External accountability mechanisms include the mandatory axis between CPC and people—the mass line. The mass line takes the logic of the core-collective principle of governance and exports it to the relationship between party and people. The fundamental principle of the mass line applies thoroughly to every level of the party’s leadership in every sector ranging from the party apparatus itself to the state apparatus and other entities such as businesses and civil organizations. The Chinese People’s Political Consultative Conference (CPPCC) is one of the most important places where the axis of mass line functions as the external accountability mechanism for the party’s leadership. CPPCC has been playing the role since 1949 when the first conference laid the foundation of the People’s Republic.
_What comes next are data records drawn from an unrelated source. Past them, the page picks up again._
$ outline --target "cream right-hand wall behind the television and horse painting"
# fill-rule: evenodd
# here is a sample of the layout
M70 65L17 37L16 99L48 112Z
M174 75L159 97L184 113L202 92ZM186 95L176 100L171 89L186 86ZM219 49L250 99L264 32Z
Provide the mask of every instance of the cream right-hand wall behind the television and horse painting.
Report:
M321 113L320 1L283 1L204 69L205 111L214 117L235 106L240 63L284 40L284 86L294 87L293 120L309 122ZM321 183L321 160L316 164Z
The essence of the move toward consultative, that is socialist, democracy in China, was declared in the 19th CPC Congress Report. The 19th CPC Report groups the evolution and consolidation of consultative socialist democracy within six broad categories. The essay discusses the character of these six categories in more detail. These emphasize both the strong consultative aspects of the system and the even stronger connection between consultation and accountability. What is the essence of consultative democracy? The 19th CPC Congress Report explains that “The essence of the people's democracy is that the people get to discuss their own affairs.” But that process of consultation must be managed. And that management of popular expression is built around the mass organizations which serve to mediate between the raw and undiluted expression of popular opinion and the effective representation of that opinion for consumption by the political vanguard.
This is the core of the notion of endogenous democracy. What Chinese efforts demonstrate, at least preliminarily and in theoretical form, is that endogenous democracy is substantially compatible with Leninist state organization. But it may be worth considering whether the accountability principles at the base of endogenous democratic theory might also find expression in Western systems as well.